Acts of kindness
Red Square will soon be a demolition site. Not to break down structures, but to initiate forgiveness. Western’s campus is invited to write down personal resentments and destroy them by scribbling, stomping, cutting and shredding the paper.
The event is part of the Kindness Campaign, a series of events hosted by Western’s service leaders and will take place from Monday, April 25 through Friday, April 29. The service leaders who will be running the booths are a group of students selected by the Center for Service Learning based on their leadership skills and community service.
“We are setting up this booth to destroy your own grudges, whatever is holding you back, whatever you need to forgive,” sophomore and service leader mentor Jake Castrejon said.
Each day will come with its own set of activities, each booth being set up in Red Square. This is the second year the group will dedicate a week to kindness on campus, Castrejon said.
“Seeing the impact of what this event can really do, and keeping it going, is what I’m looking forward to.”
Sophomore and service leader mentor Jake Castrejon
The service leaders will be paired with different clubs each day who will help with the campaign, Castrejon said. Participating clubs have not yet been chosen, he said.
Each day of the week will have a different theme. On Monday, self-love will be the topic, followed by encouragement on Tuesday, forgiveness on Wednesday, appreciation on Thursday and overall kindness on Friday.
To relay the message of kindness, service leaders and participants plan on making sock monkeys as gifts for the foster children of Bellingham, he said.
As for physical representations of kindness on campus, small notes of inspiration, or “kindness cubes,” will be spread around Western once again in this year’s campaign, Castrejon said.
“I think it was fall quarter this year: I saw one of those cubes pop up somewhere, and I was like, ‘See! These are still being spread around,’” Castrejon said. “Seeing the impact of what this event can really do, and keeping it going, is what I’m looking forward to.”
Freshmen Amanda Mills and Miranda Cornelius are service leaders participating in appreciation day on Thursday, April 28, by helping people fill out thank you notes. Anyone can stop by to write a letter for others on campus, Mills said. The group will also write appreciation notes to resident advisers and janitorial staff, she said.

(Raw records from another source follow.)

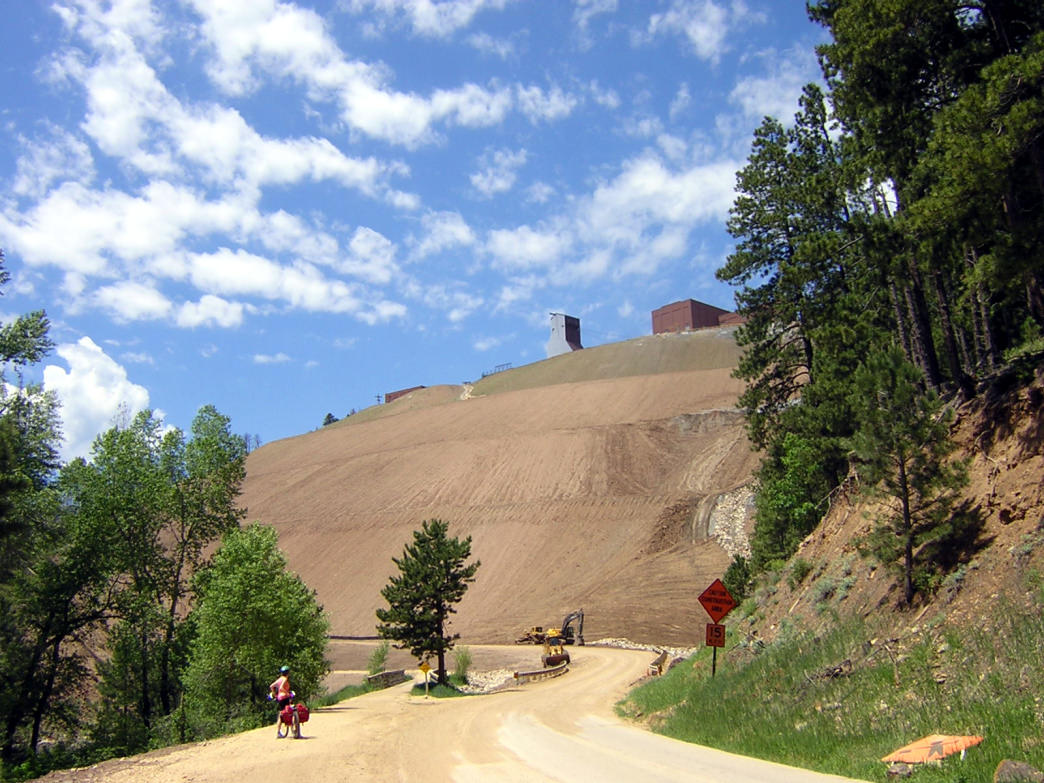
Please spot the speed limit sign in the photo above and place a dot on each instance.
(715, 635)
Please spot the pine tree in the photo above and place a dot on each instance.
(900, 449)
(433, 575)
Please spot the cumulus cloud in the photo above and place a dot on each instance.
(279, 358)
(372, 257)
(499, 170)
(131, 301)
(706, 25)
(525, 247)
(541, 105)
(427, 18)
(210, 310)
(776, 94)
(93, 390)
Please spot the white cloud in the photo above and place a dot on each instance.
(442, 231)
(487, 343)
(92, 390)
(647, 193)
(525, 247)
(210, 310)
(603, 96)
(372, 257)
(499, 170)
(138, 357)
(429, 18)
(703, 23)
(585, 10)
(775, 95)
(539, 192)
(239, 273)
(489, 45)
(58, 158)
(131, 301)
(539, 105)
(681, 101)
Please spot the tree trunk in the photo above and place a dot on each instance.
(45, 696)
(922, 328)
(950, 341)
(907, 536)
(897, 306)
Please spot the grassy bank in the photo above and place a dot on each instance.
(838, 702)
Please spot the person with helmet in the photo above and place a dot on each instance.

Mills and other service leaders were asked to join the program because of work they did in high school. Mills helped clean her school’s campus, participated in canned food drives and painted props for school plays.
“I hope that people understand not to mistake kindness for weakness.”
Freshman Miranda Cornelius
The service leaders program works through the Center for Service Learning and teaches students how to lead through servant leadership in community service.
“That’s a big reason we’re part of the Center for Service Learning,” Castrejon said.
Cornelius is in the program because helping others is something she is passionate about. Service leaders like herself can often be found doing community service off campus, she said.
“We helped recently at the [multiple sclerosis] walk, which was really inspiring,” Cornelius said. “It was like Relay for Life but for MS, and you just walked to support.”
There’s one misconception Cornelius does not want people to take from the event.
“I hope that people understand not to mistake kindness for weakness,” she said. “I just think it’s a big misconception that kindness is weakness.”
Recognizing and appreciating the work of others is another lesson Castrejon wants people to remember after the kindness campaign is over, he said.
“It’s important, especially as the year goes on and you’re ready for summer break, just to keep in mind that yes, class is stressful, but the little things around you is what gets you through it,” Castrejon said. “Spreading kindness to the hearts of others and having it spread on yourself is really important.”
Mills hopes people think more about showing appreciation for others year-round, not only during the campaign, she said.
“Stop on by if there are tables set up, come say ‘hi’ and see what’s happening,” Cornelius said. “Don’t be afraid because we’re just being kind.”